What struggles or obstacles did you face along the way? 

I still now and again have a crisis of confidence but in 2018, my life was blown apart following the unexpected death of my husband at the age of 42. Russ was a wonderful human being – kind, modest, funny, with a particular and brilliant sense of his own style. We had been childhood friends and from the age of 17, we had been rarely spent a day apart. We got married in 2004 and in the years that followed built a home together and had three beautiful daughters. We had a happy and comfortable life, blessed with the true riches of life, the love of family and friends. Russ had never suffered with his mental health and then in 2018, a light went out in my life. Russ was part of the family haulage firm and had dedicated his whole life to the business following his grandad, dad and uncles. However, in May 2018, a terrible and tragic accident occurred where one of his long-serving drivers died on a customer’s site. Russ become anxious and worried and what I can only describe as suffering post-traumatic stress from the driver’s death, which had a catastrophic impact on him. On May 10, he jumped from the Leven Viaduct. We just did not realise how ill he had become, and it happened so quickly that there was little we could do about it. It was like a bomb going off and since then, I have had to rebuild my life without him and keep going for the sake of our three young girls. 
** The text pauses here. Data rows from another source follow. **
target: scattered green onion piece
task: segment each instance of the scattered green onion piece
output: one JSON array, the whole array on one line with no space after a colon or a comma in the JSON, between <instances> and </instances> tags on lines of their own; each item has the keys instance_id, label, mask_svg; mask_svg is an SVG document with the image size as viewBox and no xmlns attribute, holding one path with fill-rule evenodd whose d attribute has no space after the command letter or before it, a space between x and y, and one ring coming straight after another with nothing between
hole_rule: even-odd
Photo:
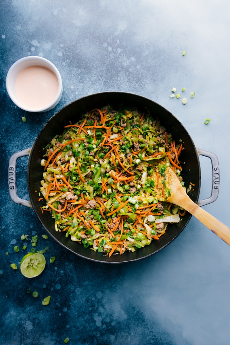
<instances>
[{"instance_id":1,"label":"scattered green onion piece","mask_svg":"<svg viewBox=\"0 0 230 345\"><path fill-rule=\"evenodd\" d=\"M42 301L42 305L47 305L48 304L49 304L50 303L50 297L51 296L48 296L48 297L44 298L43 301Z\"/></svg>"}]
</instances>

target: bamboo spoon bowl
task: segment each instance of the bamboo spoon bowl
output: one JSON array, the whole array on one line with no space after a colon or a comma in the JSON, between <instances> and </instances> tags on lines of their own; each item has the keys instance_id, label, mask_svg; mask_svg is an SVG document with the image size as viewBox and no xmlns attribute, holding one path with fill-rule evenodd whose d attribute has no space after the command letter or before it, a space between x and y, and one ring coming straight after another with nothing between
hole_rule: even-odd
<instances>
[{"instance_id":1,"label":"bamboo spoon bowl","mask_svg":"<svg viewBox=\"0 0 230 345\"><path fill-rule=\"evenodd\" d=\"M166 175L165 183L167 184L168 190L171 189L171 195L167 198L166 201L186 210L230 245L229 228L192 201L186 194L177 176L171 168L168 167L164 173ZM160 181L159 183L162 185ZM161 188L158 188L157 185L156 187L155 191L158 198L162 198Z\"/></svg>"}]
</instances>

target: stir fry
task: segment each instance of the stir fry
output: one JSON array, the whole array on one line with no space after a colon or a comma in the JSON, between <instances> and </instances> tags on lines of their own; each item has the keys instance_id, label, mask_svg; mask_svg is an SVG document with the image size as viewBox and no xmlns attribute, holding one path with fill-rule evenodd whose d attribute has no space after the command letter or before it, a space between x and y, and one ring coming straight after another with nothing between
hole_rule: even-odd
<instances>
[{"instance_id":1,"label":"stir fry","mask_svg":"<svg viewBox=\"0 0 230 345\"><path fill-rule=\"evenodd\" d=\"M44 148L42 211L57 231L109 256L159 240L185 212L166 201L164 173L170 166L183 185L182 144L146 110L93 109Z\"/></svg>"}]
</instances>

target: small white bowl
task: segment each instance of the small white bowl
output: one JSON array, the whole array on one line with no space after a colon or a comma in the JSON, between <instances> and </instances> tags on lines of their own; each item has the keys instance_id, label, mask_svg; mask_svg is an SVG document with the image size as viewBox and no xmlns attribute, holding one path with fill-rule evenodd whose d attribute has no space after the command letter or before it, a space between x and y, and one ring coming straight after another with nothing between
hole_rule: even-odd
<instances>
[{"instance_id":1,"label":"small white bowl","mask_svg":"<svg viewBox=\"0 0 230 345\"><path fill-rule=\"evenodd\" d=\"M58 82L58 91L52 100L45 106L36 108L30 108L22 103L18 96L16 88L16 80L19 73L27 67L34 65L45 67L51 70L55 74ZM9 70L6 83L7 92L11 100L19 108L27 111L43 112L50 110L58 103L62 94L62 82L58 70L49 60L39 56L27 56L14 62Z\"/></svg>"}]
</instances>

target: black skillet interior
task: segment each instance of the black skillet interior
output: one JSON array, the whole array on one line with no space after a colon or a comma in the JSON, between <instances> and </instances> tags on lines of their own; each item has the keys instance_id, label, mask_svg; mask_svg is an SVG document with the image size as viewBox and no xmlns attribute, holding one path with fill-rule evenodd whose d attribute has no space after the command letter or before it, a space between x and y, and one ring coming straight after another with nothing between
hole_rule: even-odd
<instances>
[{"instance_id":1,"label":"black skillet interior","mask_svg":"<svg viewBox=\"0 0 230 345\"><path fill-rule=\"evenodd\" d=\"M140 260L155 254L172 242L184 228L190 219L191 215L187 212L179 223L169 224L166 233L160 239L153 241L149 246L132 253L125 252L122 255L113 255L110 258L105 253L94 252L84 248L79 243L72 241L70 237L57 232L54 221L49 212L42 214L41 207L45 204L43 200L38 201L40 186L42 179L43 168L40 162L43 158L43 148L57 135L61 135L64 127L75 123L87 111L97 108L100 108L108 104L117 106L121 103L130 107L137 107L141 111L149 110L151 116L157 118L161 124L172 135L176 143L182 141L184 149L180 156L183 168L183 179L185 186L189 183L194 184L194 190L189 194L191 198L197 203L200 192L201 174L198 155L193 142L187 131L181 122L168 110L157 103L141 96L126 92L107 92L93 94L80 98L70 103L55 114L42 129L32 148L28 165L27 182L30 199L33 210L47 232L59 243L66 248L82 257L105 263L119 263Z\"/></svg>"}]
</instances>

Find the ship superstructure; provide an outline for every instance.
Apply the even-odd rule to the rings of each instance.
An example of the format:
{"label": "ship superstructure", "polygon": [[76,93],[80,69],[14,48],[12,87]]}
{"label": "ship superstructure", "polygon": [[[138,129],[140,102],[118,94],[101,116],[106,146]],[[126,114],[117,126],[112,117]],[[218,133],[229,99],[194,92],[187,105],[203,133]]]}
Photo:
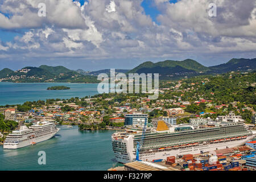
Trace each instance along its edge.
{"label": "ship superstructure", "polygon": [[[151,162],[156,159],[166,159],[170,156],[197,154],[240,146],[255,135],[242,122],[212,124],[195,129],[188,125],[168,127],[163,122],[159,122],[156,129],[144,134],[139,159]],[[112,147],[115,159],[122,163],[134,161],[136,144],[141,137],[139,131],[113,134]]]}
{"label": "ship superstructure", "polygon": [[9,134],[3,143],[4,149],[16,149],[48,140],[59,130],[53,123],[38,122],[27,128],[21,126],[18,130]]}

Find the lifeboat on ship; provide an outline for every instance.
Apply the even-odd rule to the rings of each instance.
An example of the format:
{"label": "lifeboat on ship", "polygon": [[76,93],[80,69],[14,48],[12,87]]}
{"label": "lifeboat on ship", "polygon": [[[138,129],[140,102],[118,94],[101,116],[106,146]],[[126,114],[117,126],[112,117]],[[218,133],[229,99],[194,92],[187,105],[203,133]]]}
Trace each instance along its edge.
{"label": "lifeboat on ship", "polygon": [[181,144],[181,146],[180,146],[180,148],[185,148],[185,147],[187,147],[187,145],[185,144]]}

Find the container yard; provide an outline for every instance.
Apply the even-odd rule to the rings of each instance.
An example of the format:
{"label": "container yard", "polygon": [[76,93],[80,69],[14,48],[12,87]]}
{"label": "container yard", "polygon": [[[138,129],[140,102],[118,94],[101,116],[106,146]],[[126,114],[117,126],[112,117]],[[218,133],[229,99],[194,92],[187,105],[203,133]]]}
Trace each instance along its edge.
{"label": "container yard", "polygon": [[110,171],[256,171],[255,150],[248,146],[203,154],[167,156],[151,162],[135,161]]}
{"label": "container yard", "polygon": [[[245,154],[213,155],[205,153],[186,154],[181,157],[168,156],[164,164],[162,162],[162,164],[181,171],[255,171],[255,167],[246,165],[245,160],[240,159],[255,158],[255,152],[250,152],[249,155]],[[240,159],[237,159],[238,156]]]}

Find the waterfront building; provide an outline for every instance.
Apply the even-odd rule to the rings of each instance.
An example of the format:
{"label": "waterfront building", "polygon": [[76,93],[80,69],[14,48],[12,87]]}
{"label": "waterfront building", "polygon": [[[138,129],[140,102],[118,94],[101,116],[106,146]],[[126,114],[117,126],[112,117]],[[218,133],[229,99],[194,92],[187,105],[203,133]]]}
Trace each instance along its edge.
{"label": "waterfront building", "polygon": [[172,125],[177,125],[177,118],[175,117],[163,117],[162,118],[164,121]]}
{"label": "waterfront building", "polygon": [[256,114],[251,117],[251,122],[256,125]]}
{"label": "waterfront building", "polygon": [[245,144],[246,146],[251,147],[251,148],[253,148],[254,150],[256,150],[256,141],[251,141],[251,142],[246,142],[246,143],[245,143]]}
{"label": "waterfront building", "polygon": [[4,114],[5,120],[16,120],[15,109],[7,109],[6,110],[5,110]]}
{"label": "waterfront building", "polygon": [[241,115],[236,115],[233,111],[230,111],[228,115],[219,115],[217,118],[221,122],[244,122]]}
{"label": "waterfront building", "polygon": [[143,127],[145,121],[147,121],[146,114],[134,113],[125,115],[125,125],[133,125],[134,127]]}
{"label": "waterfront building", "polygon": [[200,126],[200,125],[205,125],[209,122],[212,122],[213,120],[209,118],[190,118],[189,123],[193,126]]}
{"label": "waterfront building", "polygon": [[184,114],[184,110],[181,108],[169,109],[167,109],[166,111],[167,111],[168,115],[169,116]]}
{"label": "waterfront building", "polygon": [[111,123],[123,123],[125,122],[125,118],[110,118],[109,122]]}
{"label": "waterfront building", "polygon": [[[168,127],[164,122],[159,121],[156,129],[146,132],[143,136],[138,131],[115,133],[112,135],[112,140],[115,159],[126,163],[135,160],[137,144],[142,137],[144,142],[139,158],[151,162],[157,159],[166,159],[170,156],[198,154],[241,146],[255,136],[256,132],[247,130],[242,122],[225,122],[195,129],[189,125]],[[240,152],[245,150],[233,149]]]}

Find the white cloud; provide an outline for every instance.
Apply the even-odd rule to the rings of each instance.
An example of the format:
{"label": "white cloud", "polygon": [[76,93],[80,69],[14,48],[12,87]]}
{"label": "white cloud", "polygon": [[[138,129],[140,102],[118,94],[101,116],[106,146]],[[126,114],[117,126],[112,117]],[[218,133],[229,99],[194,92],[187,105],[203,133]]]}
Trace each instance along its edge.
{"label": "white cloud", "polygon": [[112,1],[109,5],[106,6],[106,11],[107,11],[108,13],[115,11],[115,3],[114,1]]}
{"label": "white cloud", "polygon": [[[47,5],[46,18],[37,16],[39,2]],[[210,18],[210,0],[176,3],[155,0],[161,12],[159,25],[146,14],[142,0],[89,0],[82,6],[71,0],[6,0],[0,11],[13,16],[0,13],[0,28],[29,30],[0,44],[0,52],[2,57],[17,60],[21,56],[151,60],[255,55],[255,0],[241,2],[217,1],[217,16]]]}

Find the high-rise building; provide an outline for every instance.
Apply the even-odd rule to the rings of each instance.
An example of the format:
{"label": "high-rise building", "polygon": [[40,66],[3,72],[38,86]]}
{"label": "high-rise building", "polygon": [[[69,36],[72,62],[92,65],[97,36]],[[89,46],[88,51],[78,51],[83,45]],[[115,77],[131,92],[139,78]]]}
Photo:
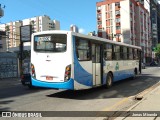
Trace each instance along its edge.
{"label": "high-rise building", "polygon": [[0,30],[6,31],[6,50],[18,47],[20,44],[20,26],[32,25],[32,32],[40,32],[46,30],[59,30],[60,22],[51,20],[49,16],[37,16],[29,19],[0,24]]}
{"label": "high-rise building", "polygon": [[151,57],[150,16],[143,2],[97,2],[98,36],[142,47],[143,62]]}

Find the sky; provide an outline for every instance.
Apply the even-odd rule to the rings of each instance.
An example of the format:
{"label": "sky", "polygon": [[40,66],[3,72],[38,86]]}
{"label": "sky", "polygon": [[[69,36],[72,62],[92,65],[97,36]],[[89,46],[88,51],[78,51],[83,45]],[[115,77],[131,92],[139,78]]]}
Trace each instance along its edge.
{"label": "sky", "polygon": [[97,31],[96,2],[101,0],[0,0],[5,5],[0,24],[48,15],[60,21],[61,30],[78,26],[81,33]]}

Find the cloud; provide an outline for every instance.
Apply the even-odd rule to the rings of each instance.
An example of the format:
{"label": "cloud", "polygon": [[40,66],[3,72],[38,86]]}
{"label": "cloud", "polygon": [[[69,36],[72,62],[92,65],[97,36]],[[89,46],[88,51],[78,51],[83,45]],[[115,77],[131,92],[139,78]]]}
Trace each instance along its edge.
{"label": "cloud", "polygon": [[85,33],[85,29],[83,29],[83,28],[80,28],[80,29],[79,29],[79,33],[82,33],[82,34],[84,34],[84,33]]}

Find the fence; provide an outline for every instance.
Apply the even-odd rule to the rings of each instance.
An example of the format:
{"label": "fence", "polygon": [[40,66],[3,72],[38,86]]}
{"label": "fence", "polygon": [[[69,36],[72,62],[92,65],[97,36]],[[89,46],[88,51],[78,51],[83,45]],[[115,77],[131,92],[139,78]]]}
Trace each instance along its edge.
{"label": "fence", "polygon": [[18,58],[16,53],[0,53],[0,78],[18,77]]}

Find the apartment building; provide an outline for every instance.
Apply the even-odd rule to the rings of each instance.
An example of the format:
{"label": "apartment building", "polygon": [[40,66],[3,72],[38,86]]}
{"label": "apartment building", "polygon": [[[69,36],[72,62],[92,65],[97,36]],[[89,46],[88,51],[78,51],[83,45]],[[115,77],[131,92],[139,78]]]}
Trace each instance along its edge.
{"label": "apartment building", "polygon": [[6,50],[6,32],[0,31],[0,52],[5,52],[5,50]]}
{"label": "apartment building", "polygon": [[20,44],[20,26],[32,25],[32,32],[46,31],[46,30],[59,30],[60,22],[51,20],[49,16],[37,16],[6,24],[0,24],[0,30],[6,31],[6,51],[10,48],[19,47]]}
{"label": "apartment building", "polygon": [[151,58],[150,16],[141,2],[104,0],[97,2],[98,36],[142,47],[143,62]]}

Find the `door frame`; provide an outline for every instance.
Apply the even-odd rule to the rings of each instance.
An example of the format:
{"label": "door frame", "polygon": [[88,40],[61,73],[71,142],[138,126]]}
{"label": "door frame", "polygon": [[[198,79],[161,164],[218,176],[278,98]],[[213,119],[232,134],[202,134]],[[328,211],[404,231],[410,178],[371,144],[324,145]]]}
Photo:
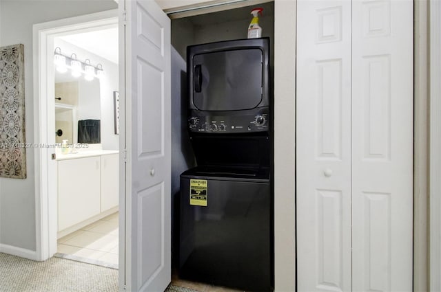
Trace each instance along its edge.
{"label": "door frame", "polygon": [[[35,234],[37,260],[45,260],[57,252],[57,169],[51,164],[51,155],[55,148],[50,147],[55,137],[50,123],[54,123],[54,63],[50,62],[54,37],[79,30],[96,30],[118,24],[118,10],[60,19],[33,26],[34,58],[34,140],[35,155]],[[51,82],[50,84],[50,82]],[[52,99],[51,99],[52,98]],[[46,145],[49,147],[42,147]],[[124,236],[124,232],[121,232]]]}

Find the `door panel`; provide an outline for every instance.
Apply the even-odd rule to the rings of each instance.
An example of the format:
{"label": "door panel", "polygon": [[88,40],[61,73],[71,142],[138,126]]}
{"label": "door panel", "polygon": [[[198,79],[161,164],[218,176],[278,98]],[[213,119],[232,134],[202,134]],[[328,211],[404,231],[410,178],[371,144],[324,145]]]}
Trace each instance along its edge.
{"label": "door panel", "polygon": [[297,265],[301,291],[351,289],[351,3],[298,2]]}
{"label": "door panel", "polygon": [[164,291],[171,278],[170,21],[152,0],[125,5],[125,288]]}
{"label": "door panel", "polygon": [[412,290],[413,3],[353,1],[354,291]]}

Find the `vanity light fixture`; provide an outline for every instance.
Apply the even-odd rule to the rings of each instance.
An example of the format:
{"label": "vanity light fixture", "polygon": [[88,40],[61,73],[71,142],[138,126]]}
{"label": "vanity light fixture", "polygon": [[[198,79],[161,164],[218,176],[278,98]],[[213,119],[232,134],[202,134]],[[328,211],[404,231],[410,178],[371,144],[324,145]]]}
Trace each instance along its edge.
{"label": "vanity light fixture", "polygon": [[89,59],[85,59],[84,60],[84,79],[88,81],[92,81],[94,80],[95,68],[90,65],[90,60]]}
{"label": "vanity light fixture", "polygon": [[76,54],[70,55],[70,67],[72,69],[72,76],[79,77],[81,76],[81,62],[76,60]]}
{"label": "vanity light fixture", "polygon": [[61,49],[59,47],[55,48],[54,63],[55,63],[55,68],[59,72],[65,73],[68,71],[68,68],[66,67],[66,57],[61,54]]}

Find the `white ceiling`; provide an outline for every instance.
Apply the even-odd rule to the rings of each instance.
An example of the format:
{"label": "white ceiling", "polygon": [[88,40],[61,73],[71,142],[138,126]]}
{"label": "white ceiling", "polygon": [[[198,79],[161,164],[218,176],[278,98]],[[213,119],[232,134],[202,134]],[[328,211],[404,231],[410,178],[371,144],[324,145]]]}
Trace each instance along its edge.
{"label": "white ceiling", "polygon": [[118,27],[70,34],[60,38],[118,64]]}

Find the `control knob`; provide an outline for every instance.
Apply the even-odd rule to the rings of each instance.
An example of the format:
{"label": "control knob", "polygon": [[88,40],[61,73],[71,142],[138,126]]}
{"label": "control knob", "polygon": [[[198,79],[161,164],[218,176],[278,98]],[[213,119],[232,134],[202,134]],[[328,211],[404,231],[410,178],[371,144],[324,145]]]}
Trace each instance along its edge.
{"label": "control knob", "polygon": [[263,115],[257,115],[256,117],[256,120],[254,120],[256,126],[263,126],[265,123],[267,122],[267,120],[265,118]]}

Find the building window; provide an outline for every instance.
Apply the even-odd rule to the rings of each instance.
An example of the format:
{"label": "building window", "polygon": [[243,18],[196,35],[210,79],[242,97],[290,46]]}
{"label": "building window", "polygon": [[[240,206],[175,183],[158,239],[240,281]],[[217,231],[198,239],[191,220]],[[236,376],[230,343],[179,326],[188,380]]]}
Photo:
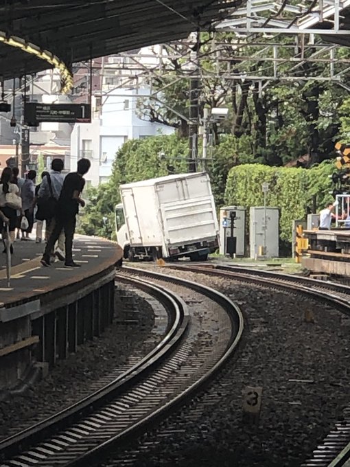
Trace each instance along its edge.
{"label": "building window", "polygon": [[80,151],[80,157],[85,157],[86,159],[93,158],[92,139],[82,139],[82,150]]}

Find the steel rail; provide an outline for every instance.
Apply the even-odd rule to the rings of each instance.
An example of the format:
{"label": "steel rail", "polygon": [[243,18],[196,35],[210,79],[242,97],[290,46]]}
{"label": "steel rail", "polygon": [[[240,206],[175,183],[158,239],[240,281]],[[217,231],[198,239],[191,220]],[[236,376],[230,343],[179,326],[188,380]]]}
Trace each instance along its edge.
{"label": "steel rail", "polygon": [[[150,356],[150,360],[148,360],[146,363],[146,365],[152,365],[152,368],[148,372],[146,376],[140,374],[138,370],[136,370],[136,375],[132,374],[132,372],[130,372],[129,380],[128,381],[129,385],[126,391],[124,391],[126,394],[123,394],[121,389],[118,391],[115,391],[115,393],[121,394],[119,399],[117,397],[117,402],[115,402],[115,398],[114,400],[111,401],[111,399],[114,397],[113,396],[108,398],[108,403],[107,405],[105,404],[104,401],[101,402],[101,400],[99,399],[98,403],[95,405],[97,408],[102,407],[102,409],[94,412],[91,415],[90,419],[83,419],[82,422],[81,420],[77,422],[76,420],[71,419],[71,426],[68,429],[67,426],[65,428],[66,430],[65,433],[64,432],[63,435],[61,434],[60,435],[57,434],[56,438],[49,441],[47,441],[47,431],[46,431],[45,433],[45,436],[43,438],[45,442],[42,443],[41,446],[38,446],[36,444],[36,448],[32,448],[29,453],[23,453],[22,449],[22,454],[14,457],[14,464],[12,463],[12,459],[9,459],[8,462],[5,461],[1,466],[7,467],[8,466],[21,465],[25,467],[25,466],[32,465],[30,462],[33,462],[33,458],[31,458],[31,456],[33,455],[38,455],[39,457],[39,459],[34,459],[34,463],[38,466],[45,466],[47,467],[48,466],[54,465],[55,462],[58,462],[60,465],[69,466],[69,467],[91,465],[91,462],[100,457],[102,453],[109,449],[111,445],[116,442],[120,442],[121,440],[126,441],[130,436],[135,437],[139,433],[143,431],[150,424],[153,425],[155,421],[163,419],[171,410],[173,410],[180,403],[187,400],[191,396],[194,391],[201,388],[205,383],[208,382],[214,376],[218,370],[226,361],[226,359],[230,357],[237,348],[243,332],[243,317],[239,308],[224,295],[210,288],[201,286],[194,282],[178,280],[173,277],[169,277],[155,273],[150,273],[149,271],[145,271],[144,270],[139,270],[134,268],[123,268],[118,275],[118,279],[119,280],[122,279],[124,282],[127,281],[130,283],[135,283],[135,281],[137,281],[138,286],[140,287],[149,288],[150,284],[148,281],[140,280],[139,277],[136,279],[131,277],[126,277],[124,271],[128,275],[137,274],[139,276],[143,275],[147,277],[152,277],[158,281],[171,281],[175,282],[183,287],[194,289],[198,293],[209,297],[211,300],[214,300],[218,304],[220,304],[220,312],[224,312],[226,316],[226,321],[228,320],[228,315],[231,323],[231,329],[229,330],[225,330],[226,334],[224,332],[223,333],[224,337],[226,334],[229,334],[229,339],[227,342],[224,341],[224,351],[222,349],[222,343],[220,343],[220,345],[216,344],[218,347],[217,353],[219,356],[213,363],[211,361],[213,357],[211,352],[210,358],[202,365],[202,368],[200,367],[200,371],[196,367],[193,369],[194,374],[196,376],[196,380],[194,380],[194,382],[191,378],[184,377],[184,374],[185,376],[187,376],[187,372],[188,372],[188,369],[186,369],[186,366],[184,366],[183,369],[182,369],[180,367],[180,365],[179,369],[176,370],[177,362],[180,362],[181,358],[183,362],[187,362],[186,358],[188,358],[188,354],[191,351],[191,345],[194,341],[192,337],[191,346],[189,343],[187,344],[187,341],[189,342],[190,341],[191,326],[190,326],[189,316],[184,312],[184,315],[185,315],[184,321],[186,321],[186,323],[184,324],[183,321],[182,324],[180,325],[180,328],[178,328],[177,334],[174,337],[178,344],[177,349],[175,352],[173,352],[172,344],[174,343],[172,341],[174,339],[168,339],[167,341],[165,341],[161,352],[164,355],[164,358],[160,367],[158,353],[155,353],[153,356]],[[176,294],[170,293],[167,290],[165,292],[164,287],[160,287],[154,284],[151,286],[156,288],[158,291],[162,291],[163,293],[171,295],[174,301],[178,301],[178,305],[182,304],[183,306],[186,306],[183,301],[177,297]],[[172,329],[174,329],[174,326],[173,325]],[[181,331],[180,337],[178,335],[180,330]],[[194,330],[192,331],[192,334],[195,334]],[[186,339],[184,338],[185,335]],[[186,345],[187,345],[187,355]],[[207,349],[206,349],[206,351],[207,352]],[[205,354],[205,352],[203,354]],[[209,369],[209,365],[210,369]],[[168,374],[176,372],[176,374],[172,380],[171,378],[169,378],[168,380],[167,380],[168,395],[165,398],[163,398],[161,402],[159,400],[161,398],[159,397],[159,394],[163,391],[163,387],[160,385],[162,383],[161,377],[162,372],[163,374],[165,372],[167,372]],[[181,373],[181,372],[183,372]],[[184,373],[184,372],[185,372]],[[138,385],[132,385],[132,383],[135,381],[134,376],[135,376],[137,378]],[[193,375],[191,377],[193,377]],[[178,381],[178,379],[180,380]],[[174,384],[174,381],[176,384]],[[159,388],[156,387],[157,384]],[[130,387],[131,389],[129,389]],[[151,390],[150,390],[150,387]],[[174,388],[176,389],[176,391]],[[154,391],[152,391],[153,389]],[[128,392],[128,390],[129,392]],[[174,394],[172,392],[172,396],[170,396],[169,391],[172,391]],[[148,392],[150,394],[147,394]],[[135,396],[138,398],[137,402],[132,402],[132,398],[135,398]],[[152,398],[155,399],[156,404],[152,406],[152,410],[150,408],[151,406],[147,407],[147,411],[144,413],[143,413],[142,416],[140,416],[139,413],[140,411],[142,411],[142,406],[147,405],[147,404],[149,405],[150,400]],[[136,398],[135,400],[136,400]],[[126,410],[125,407],[121,407],[122,401],[124,401],[124,405],[128,406],[128,410]],[[154,401],[153,402],[154,403]],[[121,409],[124,411],[122,411]],[[95,407],[93,408],[93,409],[95,409]],[[137,419],[135,416],[135,412],[137,414]],[[134,417],[134,419],[133,421],[132,420],[132,423],[131,423],[129,419],[132,417]],[[91,425],[94,425],[94,423],[91,423],[91,418],[95,422],[95,426],[93,429],[91,428]],[[106,421],[103,420],[102,422],[102,419],[105,419]],[[126,419],[128,419],[127,421],[126,421]],[[72,423],[73,424],[73,426],[71,426]],[[63,422],[62,424],[64,426]],[[93,432],[84,433],[88,429],[92,429]],[[57,431],[57,429],[56,431]],[[62,430],[60,431],[62,432]],[[114,433],[112,433],[112,431]],[[60,436],[61,437],[61,442],[63,441],[63,444],[66,445],[64,450],[61,448],[60,453],[57,453],[57,455],[56,455],[56,453],[49,453],[49,456],[47,454],[45,456],[43,456],[43,451],[47,453],[49,452],[48,450],[52,450],[53,444],[54,444],[55,441],[57,442]],[[67,443],[65,442],[67,442],[69,437],[71,436],[82,437],[82,440],[75,440],[74,443],[71,442],[69,446],[67,446]],[[32,436],[32,441],[33,442],[35,436]],[[12,449],[14,446],[15,445],[12,444]],[[19,444],[16,446],[18,446]],[[40,448],[41,451],[39,451]],[[11,446],[10,447],[8,446],[8,450],[10,451],[10,449]],[[37,450],[36,451],[36,449]],[[8,452],[10,452],[10,451]]]}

The strength I have had to find to keep going has given me the confidence to now face anything, because one of the worst things that could ever happen to me has happened. 

Describe the moment you first got a feel for success? 

I’ve worked on some amazing cases during my legal career – both employment cases and supporting large corporate transactions – and to know that you have assisted someone in resolving a problem or completing a deal is extremely gratifying. The first case I won was probably when I got a feel for success. However, the success of the charity is very different and for every person, whether child or adult, that we meet and are able to help, whether they’ve been affected by traumatic bereavement or struggled with their mental health and wellbeing, it’s indescribable. 

Do you have any advice to aspiring young females? 

Surround yourself with people who have a positive influence on your life – “radiators” and not “drains”! Victor Frankl’s work shows us that when we are faced with a situation (whatever that may be) that feels hopeless and unchangeable, we are challenged to change ourselves. Have faith in yourself and your abilities and don’t be afraid of change, however that may arise or the reason for it. Life’s most challenging moments can produce amazing resilience, courage and creativity. 

What advice would you give for your younger self?  

Live every day like it’s your last, don’t always be searching for the next thing, be happy with what you have and, above all, it’s people and not things that bring you riches. 

What three words inspire you and encourage a positive path?  

Am I allowed six words?  Be good, be kind, work hard. It’s what Russ and I said to our children when we dropped them off at school. I still say it to them now. I don’t think you can go far wrong.